I can't say exactly why I feel this way. I should be happy for her. Every time she and Yu are together my chest tightens to the point of pain. I used to be the only one to touch her like that. Is this jealousy because I like her more than a friend? We're so close I can't tell if this is love of romance or love of sisters. We've always been together Sometimes we hold hand and walk together like lovers, we hug, we sleep in the same bed, we take baths together, all of this, I know every nook and cranny of hers. It's like, when we walk together, I feel at peace with the world. I'm calm and relaxed, happy and complacent. This could go on forever and I would be satisfied with my life. Is this romantic love? Or the emotions of a lifetime of being close? The one thing I do know is that I love her more than mere friendship can define.
Thing is, Yukiko makes me question myself about things like this. My sexuality. It's like Kanji when we first saved him from his shadow, but I don't get a "Surprise! Gender Switch Happy Ending!" like he does. I know it's not something widely accepted or normal, these feelings I have. However, it's not that I don't like guys either.
It's just, when you're a girl like me, one that's one of the guys, a dudebro, rough and tumble martial arts otaku, you can't confess feelings freely. If I did, I'd lose a great friendship to the abyss of awkward. And I'm not sure if they see me like a girl. The closest is Yu, but he's like that with everyone. It's scary, in fact, how he's able to see inside you and identify and heal the emotional scars. To that end, I'm glad if I lost Yukiko to someone, it is him. But if I liked him, would he see me as a woman? Does anyone see me as a woman? Thunderstorms and bugs are quite creepy thank you very much. Isn't that girly?
On the other side of the spectrum, Yosuke. I have a feeling that he understands how I feel too, except his mirrored feelings are towards Yu. Every time we try to talk though, it ends up in an argument. Not that it matters, free steak for me! Just once it would be nice to talk together. He's nice to be around. He takes the abuse and listens to me, yet he also keeps us on task. Yu may have the final say, but more often than not Yosuke is the one suggesting the options Yu has to choose from. I'm disappointed there hasn't been an opportunity to tell him this. Really though, can he not do something to piss me off? Even when it's something like a hug, I can feel him taking advantage. He is a boy after all, I should know better.

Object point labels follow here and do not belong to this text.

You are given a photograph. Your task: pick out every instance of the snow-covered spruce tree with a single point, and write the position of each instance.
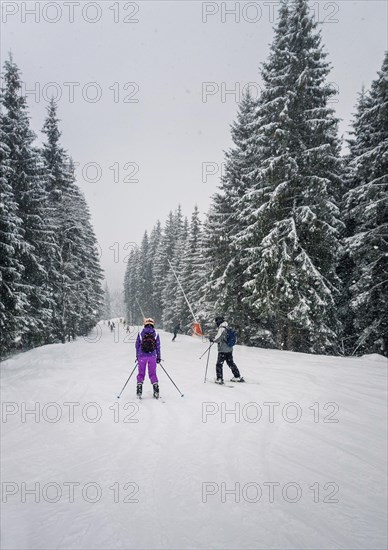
(367, 217)
(292, 244)
(106, 309)
(77, 277)
(225, 289)
(13, 299)
(172, 294)
(145, 274)
(191, 274)
(28, 182)
(90, 274)
(132, 288)
(164, 253)
(154, 241)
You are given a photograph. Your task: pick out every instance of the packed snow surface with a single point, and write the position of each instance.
(295, 458)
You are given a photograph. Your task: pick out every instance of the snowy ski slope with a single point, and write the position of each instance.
(88, 471)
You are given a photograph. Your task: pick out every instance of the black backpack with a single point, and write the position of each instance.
(230, 337)
(148, 342)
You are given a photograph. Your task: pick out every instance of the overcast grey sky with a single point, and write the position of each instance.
(142, 89)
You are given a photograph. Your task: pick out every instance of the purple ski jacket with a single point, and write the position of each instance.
(139, 351)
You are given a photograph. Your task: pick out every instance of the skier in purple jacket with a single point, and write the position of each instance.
(148, 352)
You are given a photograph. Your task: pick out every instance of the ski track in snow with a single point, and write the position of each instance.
(170, 451)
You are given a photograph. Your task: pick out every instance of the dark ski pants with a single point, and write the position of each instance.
(228, 357)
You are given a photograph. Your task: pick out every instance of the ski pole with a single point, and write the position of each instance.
(171, 379)
(207, 363)
(118, 397)
(206, 350)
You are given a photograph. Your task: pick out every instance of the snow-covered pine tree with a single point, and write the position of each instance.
(154, 241)
(106, 309)
(191, 274)
(172, 294)
(78, 277)
(132, 287)
(367, 217)
(225, 289)
(28, 183)
(145, 274)
(90, 274)
(292, 244)
(165, 253)
(13, 300)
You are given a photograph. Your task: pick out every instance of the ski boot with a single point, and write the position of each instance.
(156, 390)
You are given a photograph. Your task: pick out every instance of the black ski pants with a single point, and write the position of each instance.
(228, 357)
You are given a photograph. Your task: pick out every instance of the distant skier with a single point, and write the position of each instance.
(225, 352)
(177, 329)
(148, 352)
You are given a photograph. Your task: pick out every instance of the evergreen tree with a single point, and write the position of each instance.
(225, 289)
(106, 312)
(28, 182)
(13, 300)
(291, 243)
(367, 217)
(77, 275)
(172, 294)
(191, 274)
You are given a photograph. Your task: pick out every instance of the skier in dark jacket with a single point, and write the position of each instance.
(225, 353)
(148, 352)
(177, 329)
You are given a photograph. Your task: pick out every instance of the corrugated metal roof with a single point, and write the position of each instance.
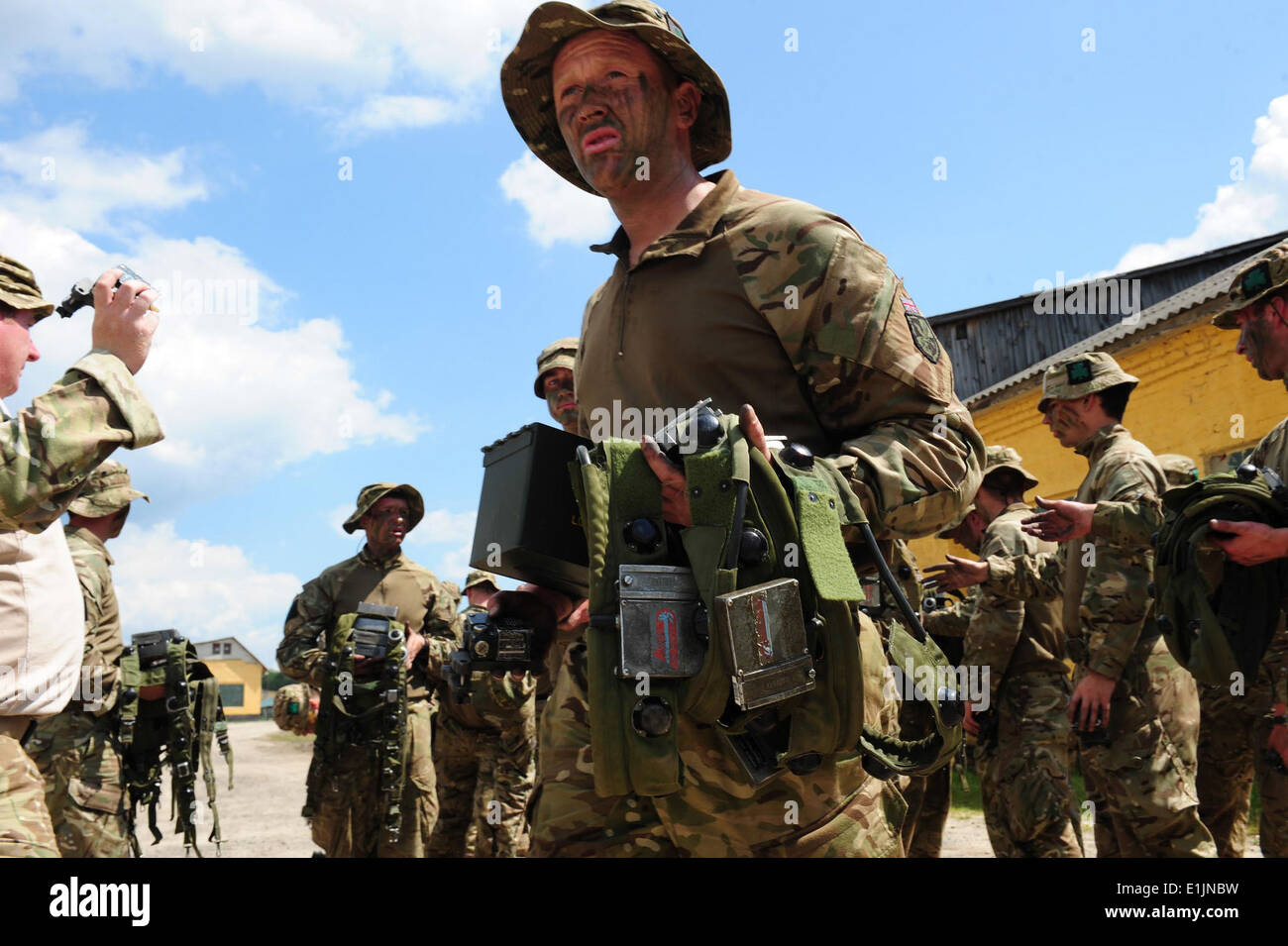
(1194, 302)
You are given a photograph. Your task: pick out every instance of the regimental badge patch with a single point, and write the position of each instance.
(922, 335)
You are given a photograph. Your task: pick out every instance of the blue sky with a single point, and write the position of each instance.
(209, 139)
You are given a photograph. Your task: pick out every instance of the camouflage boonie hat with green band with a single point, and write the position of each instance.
(476, 577)
(1082, 374)
(1008, 459)
(526, 77)
(370, 495)
(20, 289)
(558, 354)
(1265, 274)
(106, 491)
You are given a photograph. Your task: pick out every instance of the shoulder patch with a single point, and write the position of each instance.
(922, 335)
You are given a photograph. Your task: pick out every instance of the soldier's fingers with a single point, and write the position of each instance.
(103, 287)
(752, 428)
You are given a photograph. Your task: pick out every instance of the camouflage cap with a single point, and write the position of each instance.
(949, 532)
(1177, 469)
(106, 491)
(1008, 459)
(370, 495)
(1266, 273)
(526, 77)
(558, 354)
(481, 578)
(20, 289)
(1078, 376)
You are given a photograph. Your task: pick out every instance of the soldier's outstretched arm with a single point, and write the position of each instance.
(48, 448)
(879, 379)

And he is the second person that treats me like a girl sometimes. But instead of Yu, who I feel is more friendship, sometimes I feel like there could be more between us. If I gave him a chance and bit my tongue one time, would it open something up and let me be seen as a woman? I think he would. All I have to do is give him a chance. Easier said than done. Impulsive and thinkers do not mix.
He could teach me that though, how to think about things before acting. Sixteen isn't an age to be set in ways. I can still learn and adapt. Being with Yosuke would make me a better person, I believe. I can't tell him that. I can't let him know I may want to give a date a chance, just the two of us, going out and doing couple things.
Because I could be wrong. This could all be in my head and the moment I open my mouth is the moment I lose Yosuke forever. I'd be the girl that liked him even though he didn't like me. He may not be completely over Saki's death yet. It's hard to tell. He masks his feelings with a smile, and is adept at keeping his true feelings locked inside. I'm sad I didn't get to witness his battle with his shadow like Yu did. Perhaps that is what makes the two so close.
Things can't continue like this forever, in limbo between feelings. Right now I don't have the strength to go one way or another. The costs are too great. I can't lose Yukiko. I can't lose Yosuke. Whichever these feelings of mine that are of love and romance, must stay locked away. Having them by my side is better than not having them by my side.